= Network architecture =

Design of a communications network

Network architecture is the design of a computer network. It is a framework for the specification of a network's physical components and their functional organization and configuration, its operational principles and procedures, as well as communication protocols used.

In telecommunications, the specification of a network architecture may also include a detailed description of products and services delivered via a communications network, as well as detailed rate and billing structures under which services are compensated.

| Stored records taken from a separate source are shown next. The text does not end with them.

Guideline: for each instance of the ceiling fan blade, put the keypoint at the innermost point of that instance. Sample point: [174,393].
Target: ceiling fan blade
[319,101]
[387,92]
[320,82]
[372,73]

The network architecture of the Internet is predominantly expressed by its use of the Internet protocol suite, rather than a specific model for interconnecting networks or nodes in the network, or the usage of specific types of hardware links.

== OSI model ==

The Open Systems Interconnection model (OSI model) defines and codifies the concept of layered network architecture. Abstraction layers are used to subdivide a communications system further into smaller manageable parts. A layer is a collection of similar functions that provide services to the layer above it and receives services from the layer below it. On each layer, an instance provides services to the instances at the layer above and requests services from the layer below.

== Distributed computing ==
In distributed computing, the network architecture often describes the structure and classification of a distributed application architecture, as the participating nodes in a distributed application are often referred to as a network. For example, the applications architecture of the public switched telephone network (PSTN) has been termed the Intelligent Network. There are a number of specific classifications but all lie on a continuum between the dumb network (e.g. the Internet) and the intelligent network (e.g. the PSTN).

A popular example of such usage of the term in distributed applications, as well as permanent virtual circuits, is the organization of nodes in peer-to-peer (P2P) services and networks. P2P networks usually implement overlay networks running over an underlying physical or logical network. These overlay networks may implement certain organizational structures of the nodes according to several distinct models, the network architecture of the system.